The criminal case against Lemley, Bilbrough and Mathews was filed under seal Tuesday; it was unsealed Thursday after their arrests. The defendants were to appear before a federal judge Thursday afternoon at the U.S. District Court in Greenbelt, Md., just east of the Capital Beltway. They were not expected to enter any pleas in that initial appearance, the U.S. Attorney's Office says.
Two of the men who were arrested have previous military training: Lemley was a cavalry scout in the Army, and Mathews previously served as a combat engineer in the Canadian Army Reserve.
Mathews apparently entered the U.S. just days after a high-profile police raid on his house in rural Manitoba, Canada, last August. As the CBC reported, police ordered Mathews out of his house so they could execute a search warrant related to suspicions that he was acquiring guns and recruiting for The Base — which the CBC called "a global neo-Nazi terrorist group."
The FBI says Lemley and Bilbrough drove together from Maryland to Michigan to pick up Mathews after he illegally entered the U.S. near the Manitoba-Minnesota border. The trio then traveled to Maryland's Eastern Shore area, where Bilbrough lives, the bureau says.
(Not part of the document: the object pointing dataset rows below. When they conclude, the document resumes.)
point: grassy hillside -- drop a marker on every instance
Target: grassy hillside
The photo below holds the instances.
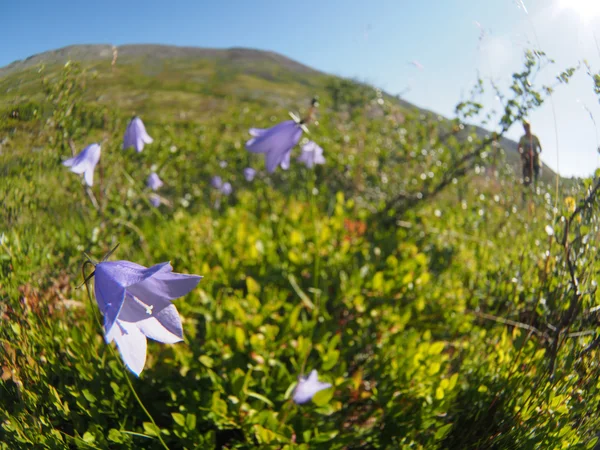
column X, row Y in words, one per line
column 447, row 305
column 182, row 83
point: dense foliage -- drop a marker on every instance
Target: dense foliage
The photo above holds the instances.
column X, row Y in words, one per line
column 448, row 306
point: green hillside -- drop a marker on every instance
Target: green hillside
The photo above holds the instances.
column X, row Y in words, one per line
column 448, row 305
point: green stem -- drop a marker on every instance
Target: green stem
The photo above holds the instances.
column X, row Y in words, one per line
column 125, row 372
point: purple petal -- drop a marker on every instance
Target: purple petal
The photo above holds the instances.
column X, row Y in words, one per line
column 216, row 182
column 285, row 163
column 279, row 138
column 158, row 290
column 311, row 154
column 155, row 200
column 308, row 387
column 249, row 173
column 257, row 131
column 136, row 135
column 226, row 189
column 110, row 282
column 131, row 343
column 85, row 163
column 109, row 296
column 163, row 327
column 154, row 182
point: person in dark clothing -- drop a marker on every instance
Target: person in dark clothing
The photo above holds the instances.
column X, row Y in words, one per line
column 530, row 149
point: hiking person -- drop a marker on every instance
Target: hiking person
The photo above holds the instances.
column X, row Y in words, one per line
column 530, row 149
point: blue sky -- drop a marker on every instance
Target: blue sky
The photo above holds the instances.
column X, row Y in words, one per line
column 374, row 41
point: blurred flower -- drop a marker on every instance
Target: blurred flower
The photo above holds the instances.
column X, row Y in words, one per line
column 308, row 387
column 311, row 154
column 85, row 162
column 570, row 203
column 276, row 143
column 249, row 173
column 136, row 136
column 155, row 200
column 154, row 182
column 226, row 189
column 136, row 304
column 216, row 182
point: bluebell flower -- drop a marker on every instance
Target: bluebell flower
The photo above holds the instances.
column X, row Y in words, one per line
column 155, row 200
column 85, row 163
column 136, row 136
column 136, row 304
column 308, row 387
column 226, row 189
column 276, row 143
column 216, row 182
column 249, row 173
column 311, row 154
column 154, row 182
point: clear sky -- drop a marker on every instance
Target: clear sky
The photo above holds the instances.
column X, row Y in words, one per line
column 372, row 40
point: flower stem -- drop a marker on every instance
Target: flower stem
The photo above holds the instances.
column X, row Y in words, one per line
column 125, row 372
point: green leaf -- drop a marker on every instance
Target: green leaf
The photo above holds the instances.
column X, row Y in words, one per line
column 260, row 397
column 323, row 397
column 179, row 419
column 150, row 429
column 115, row 435
column 442, row 431
column 206, row 360
column 190, row 421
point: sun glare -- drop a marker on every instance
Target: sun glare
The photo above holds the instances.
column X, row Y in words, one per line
column 587, row 9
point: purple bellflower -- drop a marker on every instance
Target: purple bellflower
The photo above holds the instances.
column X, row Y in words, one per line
column 276, row 143
column 308, row 387
column 216, row 182
column 249, row 173
column 155, row 200
column 136, row 136
column 154, row 182
column 136, row 304
column 85, row 162
column 311, row 154
column 226, row 189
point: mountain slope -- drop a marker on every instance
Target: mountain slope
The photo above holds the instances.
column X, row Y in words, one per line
column 185, row 83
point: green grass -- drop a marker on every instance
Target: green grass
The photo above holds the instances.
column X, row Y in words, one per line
column 420, row 313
Lemley and Mathews then set up a residence in neighboring Delaware, where authorities say they started working to build an illegal assault rifle and acquire ammunition, according to court documents.
"Lemley and Mathews used an upper receiver ordered by Lemley, as well as other firearms parts, to make a functioning assault rifle," the U.S. Attorney's Office says, citing an affidavit that FBI Special Agent Rachid Harrison filed in support of the charges.
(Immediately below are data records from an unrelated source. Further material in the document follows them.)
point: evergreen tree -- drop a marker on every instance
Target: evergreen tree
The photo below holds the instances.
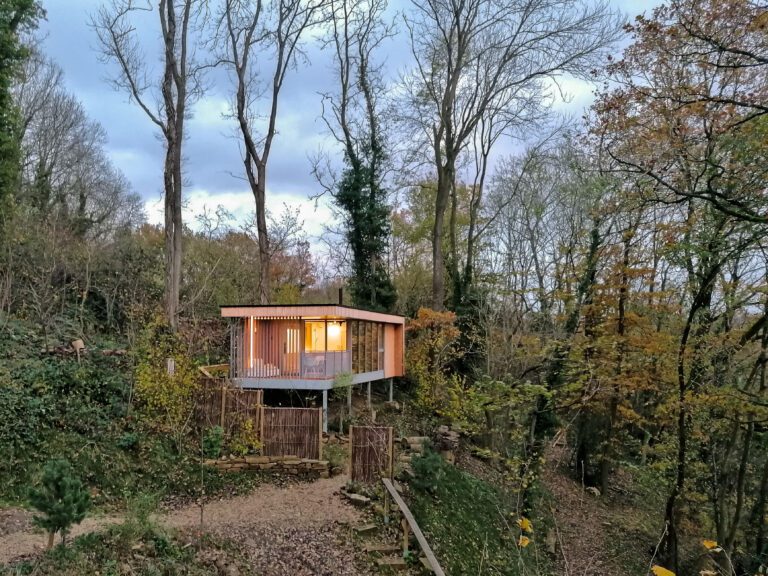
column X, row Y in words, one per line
column 363, row 200
column 61, row 498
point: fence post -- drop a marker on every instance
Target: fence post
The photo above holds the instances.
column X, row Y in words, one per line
column 261, row 427
column 320, row 434
column 223, row 404
column 351, row 449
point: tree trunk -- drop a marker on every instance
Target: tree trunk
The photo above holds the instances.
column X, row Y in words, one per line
column 259, row 193
column 444, row 183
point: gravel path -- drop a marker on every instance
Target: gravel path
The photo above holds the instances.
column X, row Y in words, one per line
column 299, row 529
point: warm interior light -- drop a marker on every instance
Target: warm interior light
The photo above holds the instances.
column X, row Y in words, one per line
column 337, row 337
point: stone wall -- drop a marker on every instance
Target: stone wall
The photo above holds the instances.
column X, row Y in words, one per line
column 281, row 464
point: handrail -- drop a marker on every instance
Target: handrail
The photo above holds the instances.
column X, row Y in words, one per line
column 207, row 370
column 415, row 527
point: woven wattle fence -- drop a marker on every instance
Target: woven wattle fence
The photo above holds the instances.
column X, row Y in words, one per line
column 292, row 432
column 220, row 404
column 371, row 453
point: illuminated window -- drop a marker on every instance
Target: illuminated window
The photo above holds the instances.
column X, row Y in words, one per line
column 320, row 336
column 314, row 337
column 337, row 336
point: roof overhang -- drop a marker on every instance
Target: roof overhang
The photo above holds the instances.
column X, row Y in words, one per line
column 309, row 311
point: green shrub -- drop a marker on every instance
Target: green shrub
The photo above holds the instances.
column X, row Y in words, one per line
column 61, row 498
column 212, row 441
column 128, row 441
column 428, row 469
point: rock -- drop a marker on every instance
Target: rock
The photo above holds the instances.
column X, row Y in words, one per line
column 257, row 459
column 380, row 548
column 357, row 499
column 392, row 563
column 448, row 456
column 366, row 529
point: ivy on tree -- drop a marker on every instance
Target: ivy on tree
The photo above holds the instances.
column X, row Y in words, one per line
column 61, row 498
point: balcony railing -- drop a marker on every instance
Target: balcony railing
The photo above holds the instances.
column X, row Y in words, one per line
column 325, row 364
column 305, row 365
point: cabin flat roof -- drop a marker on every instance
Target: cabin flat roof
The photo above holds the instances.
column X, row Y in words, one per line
column 307, row 310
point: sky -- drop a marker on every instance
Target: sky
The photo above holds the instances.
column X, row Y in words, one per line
column 213, row 165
This month, the U.S. Attorney's Office says, Lemley and Mathews "purchased approximately 1,650 rounds of 5.56mm and 6.5mm ammunition; traveled from Delaware to a gun range in Maryland, where they shot the assault rifle; and retrieved plate carriers (to support body armor) and at least some of the purchased ammunition from Lemley's prior residence in Maryland."
It appears federal authorities had the men under surveillance, as Harrison's affidavit details their movements and quotes from their conversations. One section of the FBI affidavit describes Lemley taking the assault rifle to a gun range in Maryland: "An FBI agent observed Lemley at the gun range, and heard what appeared to be more than one bullet being fired at a time."
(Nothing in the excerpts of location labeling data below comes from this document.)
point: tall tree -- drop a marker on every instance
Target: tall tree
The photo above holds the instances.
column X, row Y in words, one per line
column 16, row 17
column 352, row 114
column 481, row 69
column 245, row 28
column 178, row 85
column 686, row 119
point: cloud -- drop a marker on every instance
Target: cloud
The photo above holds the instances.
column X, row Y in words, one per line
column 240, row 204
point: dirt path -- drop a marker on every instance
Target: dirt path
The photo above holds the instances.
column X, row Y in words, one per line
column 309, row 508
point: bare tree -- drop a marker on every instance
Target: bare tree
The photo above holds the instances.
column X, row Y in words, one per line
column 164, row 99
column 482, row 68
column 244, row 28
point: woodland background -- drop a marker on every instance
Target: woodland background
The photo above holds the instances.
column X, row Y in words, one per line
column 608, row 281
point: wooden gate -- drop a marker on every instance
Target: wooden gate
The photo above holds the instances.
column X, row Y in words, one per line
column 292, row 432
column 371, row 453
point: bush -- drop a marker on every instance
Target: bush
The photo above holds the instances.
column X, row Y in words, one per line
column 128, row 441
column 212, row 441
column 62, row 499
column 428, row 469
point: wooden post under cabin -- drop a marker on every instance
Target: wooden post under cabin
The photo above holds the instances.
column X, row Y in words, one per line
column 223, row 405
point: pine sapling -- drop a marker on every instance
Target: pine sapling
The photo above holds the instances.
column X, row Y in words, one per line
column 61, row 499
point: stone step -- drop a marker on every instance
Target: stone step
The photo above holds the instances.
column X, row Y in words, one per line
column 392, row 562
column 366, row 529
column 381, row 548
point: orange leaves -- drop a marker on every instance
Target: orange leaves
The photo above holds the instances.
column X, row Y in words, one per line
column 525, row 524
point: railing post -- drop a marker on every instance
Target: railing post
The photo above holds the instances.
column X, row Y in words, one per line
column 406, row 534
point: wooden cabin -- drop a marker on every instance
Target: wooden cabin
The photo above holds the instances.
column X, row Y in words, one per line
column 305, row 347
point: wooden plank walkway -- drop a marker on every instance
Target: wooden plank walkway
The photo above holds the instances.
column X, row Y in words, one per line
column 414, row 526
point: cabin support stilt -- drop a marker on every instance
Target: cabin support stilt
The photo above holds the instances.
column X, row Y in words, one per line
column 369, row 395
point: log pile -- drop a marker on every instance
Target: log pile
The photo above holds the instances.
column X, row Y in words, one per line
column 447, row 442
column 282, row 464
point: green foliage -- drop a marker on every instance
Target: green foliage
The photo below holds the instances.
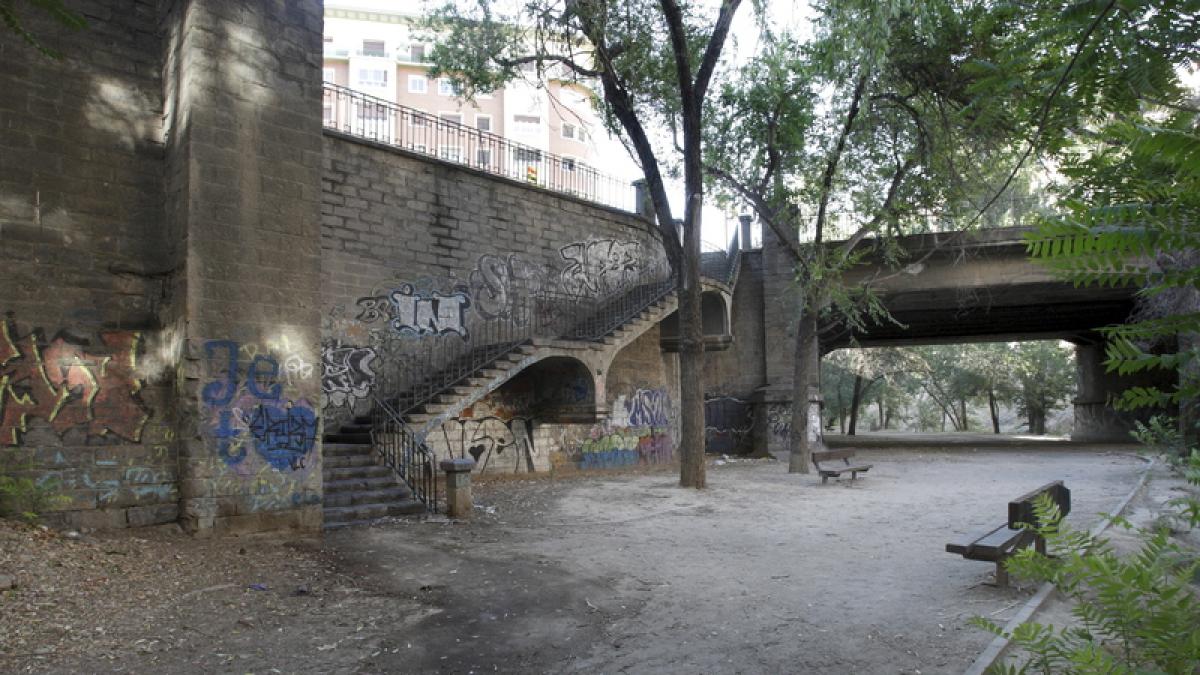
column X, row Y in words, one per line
column 57, row 10
column 1135, row 614
column 24, row 496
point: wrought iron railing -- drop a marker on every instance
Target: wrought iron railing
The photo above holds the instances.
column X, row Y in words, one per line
column 432, row 366
column 402, row 451
column 447, row 138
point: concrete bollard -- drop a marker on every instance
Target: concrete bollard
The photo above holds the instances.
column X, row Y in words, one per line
column 459, row 503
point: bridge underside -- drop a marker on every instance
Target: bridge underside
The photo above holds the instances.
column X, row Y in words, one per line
column 1035, row 311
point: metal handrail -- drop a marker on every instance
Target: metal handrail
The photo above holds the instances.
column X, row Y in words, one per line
column 381, row 120
column 405, row 453
column 411, row 382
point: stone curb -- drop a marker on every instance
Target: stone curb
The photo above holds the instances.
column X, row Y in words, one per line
column 993, row 652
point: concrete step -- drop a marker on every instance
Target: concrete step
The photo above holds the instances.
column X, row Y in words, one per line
column 407, row 507
column 343, row 460
column 371, row 512
column 360, row 471
column 357, row 437
column 341, row 449
column 359, row 484
column 369, row 496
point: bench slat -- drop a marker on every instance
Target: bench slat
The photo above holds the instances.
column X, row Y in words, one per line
column 840, row 470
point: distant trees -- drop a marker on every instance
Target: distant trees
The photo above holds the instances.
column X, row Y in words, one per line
column 935, row 388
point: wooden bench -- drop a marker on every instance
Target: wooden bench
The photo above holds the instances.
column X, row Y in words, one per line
column 835, row 470
column 999, row 544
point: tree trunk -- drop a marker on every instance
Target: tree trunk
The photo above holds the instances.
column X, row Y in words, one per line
column 691, row 364
column 995, row 411
column 1037, row 420
column 855, row 402
column 805, row 435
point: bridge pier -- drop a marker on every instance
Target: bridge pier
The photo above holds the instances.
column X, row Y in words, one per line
column 1096, row 420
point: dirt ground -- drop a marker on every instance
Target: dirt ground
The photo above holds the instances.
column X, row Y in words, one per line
column 763, row 572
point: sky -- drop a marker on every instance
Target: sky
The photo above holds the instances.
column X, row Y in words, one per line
column 718, row 226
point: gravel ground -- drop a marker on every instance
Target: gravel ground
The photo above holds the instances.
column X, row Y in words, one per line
column 763, row 572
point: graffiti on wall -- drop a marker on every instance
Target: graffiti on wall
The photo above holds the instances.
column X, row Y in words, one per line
column 346, row 374
column 637, row 432
column 598, row 267
column 251, row 412
column 495, row 443
column 727, row 424
column 414, row 312
column 499, row 285
column 71, row 383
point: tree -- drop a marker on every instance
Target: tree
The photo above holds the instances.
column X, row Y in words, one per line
column 655, row 60
column 873, row 118
column 1102, row 94
column 11, row 17
column 1047, row 380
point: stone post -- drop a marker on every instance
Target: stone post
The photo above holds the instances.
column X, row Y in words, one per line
column 645, row 207
column 745, row 220
column 459, row 503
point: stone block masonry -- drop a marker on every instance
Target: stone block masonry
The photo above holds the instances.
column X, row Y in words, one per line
column 84, row 387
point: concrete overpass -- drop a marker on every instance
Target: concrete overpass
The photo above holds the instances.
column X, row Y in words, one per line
column 982, row 286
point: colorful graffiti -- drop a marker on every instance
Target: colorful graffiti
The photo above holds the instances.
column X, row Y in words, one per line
column 495, row 443
column 346, row 374
column 70, row 383
column 411, row 311
column 598, row 267
column 282, row 432
column 637, row 432
column 499, row 286
column 727, row 424
column 779, row 419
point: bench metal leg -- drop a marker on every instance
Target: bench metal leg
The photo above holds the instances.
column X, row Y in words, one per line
column 1001, row 574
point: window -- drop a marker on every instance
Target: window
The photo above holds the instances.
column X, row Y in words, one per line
column 373, row 48
column 372, row 112
column 526, row 155
column 527, row 125
column 373, row 77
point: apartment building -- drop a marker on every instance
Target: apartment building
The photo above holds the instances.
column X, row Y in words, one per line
column 378, row 52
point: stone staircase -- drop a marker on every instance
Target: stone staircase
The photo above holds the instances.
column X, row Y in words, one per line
column 359, row 489
column 448, row 404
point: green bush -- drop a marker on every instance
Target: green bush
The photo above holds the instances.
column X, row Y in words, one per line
column 25, row 497
column 1137, row 613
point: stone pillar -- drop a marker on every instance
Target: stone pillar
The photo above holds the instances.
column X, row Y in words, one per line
column 1096, row 420
column 642, row 202
column 459, row 502
column 745, row 221
column 244, row 157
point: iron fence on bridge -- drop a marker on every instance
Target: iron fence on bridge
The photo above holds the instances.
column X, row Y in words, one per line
column 415, row 131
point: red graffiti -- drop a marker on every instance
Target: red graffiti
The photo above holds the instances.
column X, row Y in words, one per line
column 69, row 387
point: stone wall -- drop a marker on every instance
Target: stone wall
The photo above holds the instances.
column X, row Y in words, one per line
column 244, row 203
column 421, row 258
column 84, row 389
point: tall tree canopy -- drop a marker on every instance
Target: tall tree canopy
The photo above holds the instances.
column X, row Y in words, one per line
column 655, row 61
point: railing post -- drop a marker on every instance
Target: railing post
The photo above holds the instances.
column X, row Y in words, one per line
column 459, row 501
The court documents state that when Lemley returned to the Delaware apartment he shared with Mathews, he said the rifle "would have to be cached though because that's an ATF f****** nightmare" and added, "Oh oops, it looks like I accidentally made a machine gun."
Lemley then said he would partially dismantle the gun in case agents from the Bureau of Alcohol, Tobacco, Firearms and Explosives visited the apartment — to which Mathews replied, "Um, if they show up here, we got other problems."
When the two men returned to the same gun range in Maryland three days later, the FBI was ready. Its agents had set up a camera near the gun range, allowing them to record Lemley and Mathews with the illegal firearm.
The Base's members use encrypted chat rooms to discuss their supremacist agenda, the FBI says. According to court documents, the extremists frequently discuss topics such as "recruitment, creating a white ethno-state, committing acts of violence against minority communities (including African-Americans and Jewish-Americans), the organization's military-style training camps, and ways to make improvised explosive devices."
Summarizing the most serious charges in the case, the U.S. Attorney's Office says Lemley and Mathews could each face a maximum of 10 years in prison if they're convicted of "transporting a firearm and ammunition in interstate commerce with intent to commit a felony offense."
Lemley faces additional charges, from transporting a machine gun in interstate commerce to providing a gun and ammunition to an illegal alien. And Mathews could face a maximum of 10 years if he's convicted of being an alien in possession of a firearm and ammunition.
In addition to those charges, both Lemley and Bilbrough could face a maximum sentence of five years for allegedly transporting and harboring Mathews.
NPR's Hannah Allam and Ryan Lucas contributed to this report.